Pantoprazole and omeprazole in the treatment of reflux oesophagitis: a European multicentre study
Article first published online: 31 MAR 2007
Alimentary Pharmacology & Therapeutics
Volume 9, Issue 6, pages 667–671, December 1995
How to Cite
CORINALDESI, R., VALENTINI, M., BELAÏCHE, J., COLIN, R., GELDOF, H., MAIER, C. and THE EUROPEAN PANTOPRAZOLE STUDY GROUP (1995), Pantoprazole and omeprazole in the treatment of reflux oesophagitis: a European multicentre study. Alimentary Pharmacology & Therapeutics, 9: 667–671. doi: 10.1111/j.1365-2036.1995.tb00437.x
- Issue published online: 31 MAR 2007
- Article first published online: 31 MAR 2007
- Accepted for publication 2 June 1995
Background: Pantoprazole is a new substituted benzimidazole which inhibits gastric H+,K+-ATPase.
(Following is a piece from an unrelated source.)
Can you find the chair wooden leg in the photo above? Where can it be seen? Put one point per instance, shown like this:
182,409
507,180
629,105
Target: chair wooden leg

Methods: In this double-blind, multicentre study, pantoprazole 40 mg once daily was compared with omeprazole 20 mg once daily in the treatment of grade II and III (Savary–Miller) reflux oesophagitis. Endoscopy was repeated after 4 weeks of treatment, and also after 8 weeks in patients unhealed at 4 weeks.
Results: The primary efficacy variable was ulcer healing; after 4 weeks, 81/103 (78.6%) patients in the pantoprazole group and 83/105 (79.0%) patients in the omeprazole group had healed completely. After 8 weeks, the cumulative healing rates were 94.2% and 91.4 % in the pantoprazole and omeprazole groups, respectively (P > 0.05 at 4 weeks and 8 weeks). Both groups experienced rapid relief of the key symptoms: heartburn, acid regurgitation and pain on swallowing. The time course of relief of the individual symptoms was similar in both groups after 2 and 4 weeks (P > 0.05). Both treatments were well tolerated, with only three patients withdrawing owing to adverse events.
Conclusion: Pantoprazole has been shown to be as effective as omeprazole in the treatment of reflux oesophagitis.